Official Washington rallies ’round a cause |
Patrick Kennedy announced earlier this year that he would not seek relection to Congress in order to devote the next phase of his life to fighting the stigma of mental illness. I did an earlier post in which I expressed the hope that he would investigate the world of holistic mental health if he really wanted to make a difference in the lives of the so-called mentally ill. Most of us know that this a naive hope, given that Kennedy’s world is Washington politics. Power brokers in Washington like to associate with power brokers like themselves, even long after they’ve left Washington.
It comes as no surprise that Kennedy has announced the formation of www.moonshot.org
to bring the best minds in neuroscience together to work on the to fight the “stigma” of mental illness by taking the same old tired scientific backscratching approach.
The website has posted a letter to Mr. Kennedy from The Society for Neuroscience (SfN) that makes my holistic heart sink. It’s the usual scientific neurobabble about mental illness as a diseased brain, and how SCIENCE is going to tackle a subject where it has continously failed to get even a passing grade.
The SfN has been tasked by Kennedy to identify gaps in the knowledge base and research infrastructure
- Identify critical research areas and gaps in scientific knowledge
- Support the most creative science, both emerging topics and innovative approaches
- Ensure outstanding young scientists are inspired and motivated to continue in research and are free to take risks and innovate
- Establish new partnerships across disciplines that are currently far apart and disconnected
- Enrich the scientific infrastructure by developing new cutting-edge technologies to explore how genes, cells, neural networks and systems operate in the healthy brain and how normal processes are altered in the diseased or injured brain
- Develop and support coordinating mechanisms, helping researchers collaborate, share resources, and exchange ideas and information among different institutions both nationally and internationally
- Remove barriers to new treatments through radically rethinking partnerships between academic laboratories, the pharmaceutical industry, and health care providers
- Ensure a sustained and aggressive national research funding commitment that enables progress on all of the above.

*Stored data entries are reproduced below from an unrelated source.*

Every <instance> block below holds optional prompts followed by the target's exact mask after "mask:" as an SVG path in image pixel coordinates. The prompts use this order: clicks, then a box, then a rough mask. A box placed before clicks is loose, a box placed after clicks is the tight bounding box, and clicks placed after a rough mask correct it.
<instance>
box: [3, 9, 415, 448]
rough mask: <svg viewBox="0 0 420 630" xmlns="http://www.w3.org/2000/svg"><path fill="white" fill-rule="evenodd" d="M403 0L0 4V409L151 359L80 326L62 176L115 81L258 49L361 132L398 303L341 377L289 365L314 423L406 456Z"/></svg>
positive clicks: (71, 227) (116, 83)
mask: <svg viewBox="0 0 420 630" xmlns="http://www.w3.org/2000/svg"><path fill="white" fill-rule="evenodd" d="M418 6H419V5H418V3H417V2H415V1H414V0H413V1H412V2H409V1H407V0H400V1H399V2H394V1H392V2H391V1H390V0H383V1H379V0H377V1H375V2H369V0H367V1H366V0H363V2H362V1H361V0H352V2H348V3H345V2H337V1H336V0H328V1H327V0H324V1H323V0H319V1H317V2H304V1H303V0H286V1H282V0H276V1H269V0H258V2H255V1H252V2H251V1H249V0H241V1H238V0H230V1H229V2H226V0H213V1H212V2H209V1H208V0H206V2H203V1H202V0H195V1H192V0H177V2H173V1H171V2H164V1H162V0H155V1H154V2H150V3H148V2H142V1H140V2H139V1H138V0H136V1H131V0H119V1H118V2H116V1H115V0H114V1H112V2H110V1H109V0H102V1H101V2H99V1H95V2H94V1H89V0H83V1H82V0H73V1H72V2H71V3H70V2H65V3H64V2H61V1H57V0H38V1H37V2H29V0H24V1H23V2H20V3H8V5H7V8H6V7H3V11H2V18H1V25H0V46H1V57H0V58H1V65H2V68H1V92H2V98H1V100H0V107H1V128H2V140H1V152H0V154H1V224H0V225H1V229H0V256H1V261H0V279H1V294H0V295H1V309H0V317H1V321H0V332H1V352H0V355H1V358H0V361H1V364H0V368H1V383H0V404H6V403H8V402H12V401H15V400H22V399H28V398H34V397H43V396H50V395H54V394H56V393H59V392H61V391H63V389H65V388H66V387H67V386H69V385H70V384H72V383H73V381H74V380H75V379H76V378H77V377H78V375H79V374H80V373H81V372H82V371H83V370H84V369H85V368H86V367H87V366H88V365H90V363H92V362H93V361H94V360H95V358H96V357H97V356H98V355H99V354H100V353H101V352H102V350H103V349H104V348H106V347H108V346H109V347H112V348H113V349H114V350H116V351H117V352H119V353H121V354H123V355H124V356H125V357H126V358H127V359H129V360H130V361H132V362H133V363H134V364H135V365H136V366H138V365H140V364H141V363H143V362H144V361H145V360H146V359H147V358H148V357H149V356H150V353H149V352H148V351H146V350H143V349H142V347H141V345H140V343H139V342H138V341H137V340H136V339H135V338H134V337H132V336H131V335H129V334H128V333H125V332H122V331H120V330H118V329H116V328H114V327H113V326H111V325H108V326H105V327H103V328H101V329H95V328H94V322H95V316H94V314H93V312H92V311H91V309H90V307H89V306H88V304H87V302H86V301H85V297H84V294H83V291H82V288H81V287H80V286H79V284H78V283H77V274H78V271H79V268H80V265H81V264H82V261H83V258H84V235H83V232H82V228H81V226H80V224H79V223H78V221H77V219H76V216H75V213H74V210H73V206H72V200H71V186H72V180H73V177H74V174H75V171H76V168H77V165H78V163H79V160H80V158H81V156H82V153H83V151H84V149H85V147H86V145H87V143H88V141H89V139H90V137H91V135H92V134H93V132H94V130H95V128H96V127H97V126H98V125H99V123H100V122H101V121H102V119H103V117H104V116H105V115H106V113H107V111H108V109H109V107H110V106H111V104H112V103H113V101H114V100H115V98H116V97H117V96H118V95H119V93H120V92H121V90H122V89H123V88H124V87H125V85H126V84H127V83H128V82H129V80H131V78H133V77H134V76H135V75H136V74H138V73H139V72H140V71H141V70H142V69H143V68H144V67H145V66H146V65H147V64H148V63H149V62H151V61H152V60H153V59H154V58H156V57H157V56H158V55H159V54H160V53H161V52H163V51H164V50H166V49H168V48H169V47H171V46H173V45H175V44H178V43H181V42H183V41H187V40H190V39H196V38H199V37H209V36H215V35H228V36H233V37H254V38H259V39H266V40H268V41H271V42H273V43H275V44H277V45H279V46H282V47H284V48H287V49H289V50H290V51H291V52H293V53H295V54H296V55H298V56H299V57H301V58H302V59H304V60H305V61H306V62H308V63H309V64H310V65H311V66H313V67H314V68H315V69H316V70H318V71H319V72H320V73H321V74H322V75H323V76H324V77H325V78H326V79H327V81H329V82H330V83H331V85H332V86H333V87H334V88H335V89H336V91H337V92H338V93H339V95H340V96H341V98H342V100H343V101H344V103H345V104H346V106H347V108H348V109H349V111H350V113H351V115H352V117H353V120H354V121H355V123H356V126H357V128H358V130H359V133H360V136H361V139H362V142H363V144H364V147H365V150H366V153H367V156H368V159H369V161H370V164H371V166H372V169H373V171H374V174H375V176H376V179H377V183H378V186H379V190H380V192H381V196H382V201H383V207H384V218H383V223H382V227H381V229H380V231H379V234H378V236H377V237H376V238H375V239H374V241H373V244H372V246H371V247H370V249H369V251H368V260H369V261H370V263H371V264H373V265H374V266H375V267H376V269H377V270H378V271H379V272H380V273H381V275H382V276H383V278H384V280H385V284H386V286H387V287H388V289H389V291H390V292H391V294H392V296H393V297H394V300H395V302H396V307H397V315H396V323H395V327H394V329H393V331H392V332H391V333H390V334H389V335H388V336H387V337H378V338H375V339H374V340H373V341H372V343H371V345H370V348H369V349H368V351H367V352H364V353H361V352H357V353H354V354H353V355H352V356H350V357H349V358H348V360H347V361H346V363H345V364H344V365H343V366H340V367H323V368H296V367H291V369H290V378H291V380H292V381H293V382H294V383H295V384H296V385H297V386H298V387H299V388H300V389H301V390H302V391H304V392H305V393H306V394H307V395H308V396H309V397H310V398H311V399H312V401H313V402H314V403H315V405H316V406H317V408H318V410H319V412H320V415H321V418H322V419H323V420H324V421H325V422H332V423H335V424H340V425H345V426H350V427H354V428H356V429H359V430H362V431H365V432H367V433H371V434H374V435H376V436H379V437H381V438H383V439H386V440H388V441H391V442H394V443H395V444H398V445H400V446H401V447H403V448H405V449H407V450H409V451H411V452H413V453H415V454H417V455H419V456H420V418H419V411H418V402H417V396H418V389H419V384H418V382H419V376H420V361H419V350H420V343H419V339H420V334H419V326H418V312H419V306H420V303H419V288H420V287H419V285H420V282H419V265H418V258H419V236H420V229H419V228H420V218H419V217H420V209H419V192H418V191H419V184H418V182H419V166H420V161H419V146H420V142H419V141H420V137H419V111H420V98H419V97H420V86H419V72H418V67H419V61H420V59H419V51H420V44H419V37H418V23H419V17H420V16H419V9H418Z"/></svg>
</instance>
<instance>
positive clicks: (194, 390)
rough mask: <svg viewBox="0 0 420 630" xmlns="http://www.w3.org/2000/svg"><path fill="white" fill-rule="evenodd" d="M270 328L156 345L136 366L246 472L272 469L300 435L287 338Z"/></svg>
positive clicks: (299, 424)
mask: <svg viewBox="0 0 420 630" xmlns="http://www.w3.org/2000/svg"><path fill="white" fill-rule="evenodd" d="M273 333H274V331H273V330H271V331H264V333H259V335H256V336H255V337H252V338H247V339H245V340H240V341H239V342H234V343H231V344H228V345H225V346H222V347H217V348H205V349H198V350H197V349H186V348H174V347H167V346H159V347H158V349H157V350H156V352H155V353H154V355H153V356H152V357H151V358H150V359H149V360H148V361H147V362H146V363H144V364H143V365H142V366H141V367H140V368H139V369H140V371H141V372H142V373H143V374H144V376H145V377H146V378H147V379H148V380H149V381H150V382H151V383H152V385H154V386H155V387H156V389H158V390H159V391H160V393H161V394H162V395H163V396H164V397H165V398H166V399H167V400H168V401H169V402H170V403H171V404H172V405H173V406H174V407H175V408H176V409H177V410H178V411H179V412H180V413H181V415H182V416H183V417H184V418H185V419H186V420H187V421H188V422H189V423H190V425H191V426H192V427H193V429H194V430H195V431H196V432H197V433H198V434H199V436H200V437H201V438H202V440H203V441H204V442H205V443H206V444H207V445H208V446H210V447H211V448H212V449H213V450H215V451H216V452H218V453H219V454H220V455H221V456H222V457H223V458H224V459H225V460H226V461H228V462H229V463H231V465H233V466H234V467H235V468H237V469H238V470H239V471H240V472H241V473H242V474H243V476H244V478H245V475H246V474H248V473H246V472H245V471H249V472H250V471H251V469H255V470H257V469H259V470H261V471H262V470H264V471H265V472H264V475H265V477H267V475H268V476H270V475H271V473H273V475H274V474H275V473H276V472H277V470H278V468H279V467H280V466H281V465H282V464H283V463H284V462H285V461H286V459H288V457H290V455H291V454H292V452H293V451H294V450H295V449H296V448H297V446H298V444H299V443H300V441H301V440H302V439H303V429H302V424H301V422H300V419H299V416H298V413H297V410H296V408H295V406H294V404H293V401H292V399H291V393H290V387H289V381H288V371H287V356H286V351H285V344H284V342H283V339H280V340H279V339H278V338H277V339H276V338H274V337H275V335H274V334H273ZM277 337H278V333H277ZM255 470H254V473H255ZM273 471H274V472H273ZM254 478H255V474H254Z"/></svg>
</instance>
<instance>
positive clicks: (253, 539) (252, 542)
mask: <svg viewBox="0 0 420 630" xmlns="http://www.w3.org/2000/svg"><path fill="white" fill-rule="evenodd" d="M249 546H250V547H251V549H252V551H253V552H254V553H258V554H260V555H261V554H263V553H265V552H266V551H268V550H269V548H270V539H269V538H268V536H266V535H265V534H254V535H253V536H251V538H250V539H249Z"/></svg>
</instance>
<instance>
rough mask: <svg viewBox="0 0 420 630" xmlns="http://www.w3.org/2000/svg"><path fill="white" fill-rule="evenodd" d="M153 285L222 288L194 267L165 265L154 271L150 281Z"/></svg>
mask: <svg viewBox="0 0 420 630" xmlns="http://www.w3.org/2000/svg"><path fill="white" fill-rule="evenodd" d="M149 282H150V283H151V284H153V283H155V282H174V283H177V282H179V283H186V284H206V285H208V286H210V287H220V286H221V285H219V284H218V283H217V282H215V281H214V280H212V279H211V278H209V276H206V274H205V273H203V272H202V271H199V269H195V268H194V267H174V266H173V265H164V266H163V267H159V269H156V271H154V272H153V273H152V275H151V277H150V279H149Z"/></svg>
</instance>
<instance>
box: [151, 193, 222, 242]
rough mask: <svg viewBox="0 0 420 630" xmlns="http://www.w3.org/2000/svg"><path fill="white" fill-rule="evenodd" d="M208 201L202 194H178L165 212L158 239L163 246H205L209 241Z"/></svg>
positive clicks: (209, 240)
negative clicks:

I’m sure you’ve all noticed the glaring gap in this initiative. The gap is that there are plenty of people who know how to overcome so-called mental illness, have been doing so successfully for years, and apparently this organization is not at all aware that this is happening all over the world. Those who have succeeded in overcoming the stigma of mental illness almost unanimously discredit brain chemistry as a source of their problems but also cite the brain chemistry model as the reason why their recovery is prolongued. That’s why there is no representation from working well in the SfN.
The outcomes of this discredited approach will be: drum roll, please:
- More conferences
- More chance for neuroscientists to network at conferences
- More money thrown at universities to attract young, rigid scientifc minds
- More drugs
- More academic articles
- More funded people to shout down dissent
- Washington galas “to fight the stigma”
- Presidential iniatives “to fight the stigma”
- Little or no progress in overcoming mental illness, because, as you can see, the biochemical model of mental illness is a front for industry.
Mr. Kennedy, there would be no stigma if the labelled mentally ill were actually getting well in sufficiently large numbers to make public health and social policies over the last few decades look well-directed. As a population, the so-called mentally ill are in dire straights. As individuals, many are doing really well because they have taken it upon themselves to do so, against the best scientific advice.
Washington loves a good stigma buster chance to party and party it will.